Now, the inner expectation $E_{a \sim \pi_\theta(\cdot|s)} [A^{\pi_{\theta_{old}}}(s,a)]$ is still with respect to actions from the new policy $\pi_\theta$. Since we are working with data (trajectories) generated by $\pi_{\theta_{old}}$, we use importance sampling to rewrite this inner expectation in terms of actions $a \sim \pi_{\theta_{old}}(\cdot|s)$:

\[\begin{aligned} E_{a \sim \pi_\theta(\cdot|s)} [A^{\pi_{\theta_{old}}}(s,a)] &= \sum_a \pi_\theta(a|s) A^{\pi_{\theta_{old}}}(s,a) \\ &= \sum_a \pi_{\theta_{old}}(a|s) \frac{\pi_\theta(a|s)}{\pi_{\theta_{old}}(a|s)} A^{\pi_{\theta_{old}}}(s,a) \end{aligned}\]

Substituting this back into the approximation for $J(\theta) - J(\theta_{old})$, we obtain a surrogate objective for the performance improvement (ignoring the constant $J(\theta_{old})$ for maximization purposes):

\[L_{\theta_{old}}^{IS}(\theta) = E_{s \sim d^{\pi_{\theta_{old}}}, a \sim \pi_{\theta_{old}}(\cdot|s)} \left[\frac{\pi_\theta(a|s)}{\pi_{\theta_{old}}(a|s)} A^{\pi_{\theta_{old}}}(s,a)\right]\]

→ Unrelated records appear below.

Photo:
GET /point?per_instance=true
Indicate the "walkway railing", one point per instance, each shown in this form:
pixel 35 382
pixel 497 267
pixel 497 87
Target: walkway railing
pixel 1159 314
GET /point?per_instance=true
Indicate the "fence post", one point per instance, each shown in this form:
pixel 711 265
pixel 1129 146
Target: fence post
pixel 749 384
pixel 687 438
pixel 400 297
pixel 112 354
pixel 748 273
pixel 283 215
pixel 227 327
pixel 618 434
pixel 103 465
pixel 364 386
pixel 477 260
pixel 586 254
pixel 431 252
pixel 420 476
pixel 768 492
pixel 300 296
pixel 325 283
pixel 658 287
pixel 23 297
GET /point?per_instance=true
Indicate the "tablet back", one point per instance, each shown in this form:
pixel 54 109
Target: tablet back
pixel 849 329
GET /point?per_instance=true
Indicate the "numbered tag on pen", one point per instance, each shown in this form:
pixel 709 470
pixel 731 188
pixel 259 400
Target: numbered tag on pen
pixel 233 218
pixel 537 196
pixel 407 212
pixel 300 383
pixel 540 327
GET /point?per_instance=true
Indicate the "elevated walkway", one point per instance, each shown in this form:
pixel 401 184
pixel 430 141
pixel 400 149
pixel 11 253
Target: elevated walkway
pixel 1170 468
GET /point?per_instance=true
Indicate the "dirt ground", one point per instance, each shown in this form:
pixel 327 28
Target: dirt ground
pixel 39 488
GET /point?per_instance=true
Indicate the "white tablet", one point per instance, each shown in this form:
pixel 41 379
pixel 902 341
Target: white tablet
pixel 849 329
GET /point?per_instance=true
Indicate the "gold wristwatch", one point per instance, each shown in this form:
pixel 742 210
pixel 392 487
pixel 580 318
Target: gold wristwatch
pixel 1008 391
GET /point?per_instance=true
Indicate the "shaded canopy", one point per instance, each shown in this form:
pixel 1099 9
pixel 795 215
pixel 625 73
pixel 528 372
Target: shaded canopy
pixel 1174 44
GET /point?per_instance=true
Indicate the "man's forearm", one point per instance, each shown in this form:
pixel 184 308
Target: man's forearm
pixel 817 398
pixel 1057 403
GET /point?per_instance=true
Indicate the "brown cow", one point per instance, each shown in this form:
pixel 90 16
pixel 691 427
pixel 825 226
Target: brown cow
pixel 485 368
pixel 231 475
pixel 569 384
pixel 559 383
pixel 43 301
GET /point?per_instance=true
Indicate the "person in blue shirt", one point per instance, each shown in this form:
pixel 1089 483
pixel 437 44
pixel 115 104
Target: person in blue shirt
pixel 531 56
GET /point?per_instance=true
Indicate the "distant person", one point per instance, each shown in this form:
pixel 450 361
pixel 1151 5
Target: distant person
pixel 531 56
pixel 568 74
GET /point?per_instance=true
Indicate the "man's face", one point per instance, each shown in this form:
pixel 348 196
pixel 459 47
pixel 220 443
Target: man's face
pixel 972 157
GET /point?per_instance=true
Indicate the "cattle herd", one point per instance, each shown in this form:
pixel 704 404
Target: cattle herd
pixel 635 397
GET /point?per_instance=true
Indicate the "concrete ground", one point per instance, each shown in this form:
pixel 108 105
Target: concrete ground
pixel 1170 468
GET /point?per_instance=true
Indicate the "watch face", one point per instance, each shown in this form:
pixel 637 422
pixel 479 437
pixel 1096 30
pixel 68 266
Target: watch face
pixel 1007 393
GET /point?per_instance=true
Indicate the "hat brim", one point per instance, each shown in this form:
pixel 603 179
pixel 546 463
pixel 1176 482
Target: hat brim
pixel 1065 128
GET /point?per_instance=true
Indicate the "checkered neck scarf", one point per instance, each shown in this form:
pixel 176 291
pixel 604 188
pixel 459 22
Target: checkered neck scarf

Here, $\rho_t(\theta) = \frac{\pi_\theta(a_t|s_t)}{\pi_{\theta_{old}}(a_t|s_t)}$ is the importance sampling ratio for a state-action pair $(s_t, a_t)$ from data collected under $\pi_{\theta_{old}}$. This ratio re-weights the advantage $A^{\pi_{\theta_{old}}}(s_t,a_t)$ to account for the relative probability of taking action $a_t$ under $\pi_\theta$ versus $\pi_{\theta_{old}}$. The objective $L_{\theta_{old}}^{IS}(\theta)$ provides an estimate of policy performance improvement, which is a first-order approximation accurate when $\pi_\theta$ is close to $\pi_{\theta_{old}}$. Maximizing $L_{\theta_{old}}^{IS}(\theta)$ aims to increase the probability of actions that had high advantages under $\pi_{\theta_{old}}$, correctly weighted for the policy change.

This expression for $L_{\theta_{old}}^{IS}(\theta)$ is an expectation over state-action pairs $(s,a)$. The sampling process defined by the expectation is as follows: first, a state $s$ is drawn according to $d^{\pi_{\theta_{old}}}(s)$, the distribution representing the frequency of visiting state $s$ under policy $\pi_{\theta_{old}}$. Then, given $s$, an action $a$ is drawn according to $\pi_{\theta_{old}}(a|s)$. The term $d^{\pi_{\theta_{old}}}(s) \pi_{\theta_{old}}(a|s)$ thus represents the joint probability (or probability density) of the pair $(s,a)$ under this process. The expectation can be written explicitly as:

\[L_{\theta_{old}}^{IS}(\theta) = \sum_s \sum_a \left( d^{\pi_{\theta_{old}}}(s) \pi_{\theta_{old}}(a|s) \right) \left[\frac{\pi_\theta(a|s)}{\pi_{\theta_{old}}(a|s)} A^{\pi_{\theta_{old}}}(s,a)\right]\]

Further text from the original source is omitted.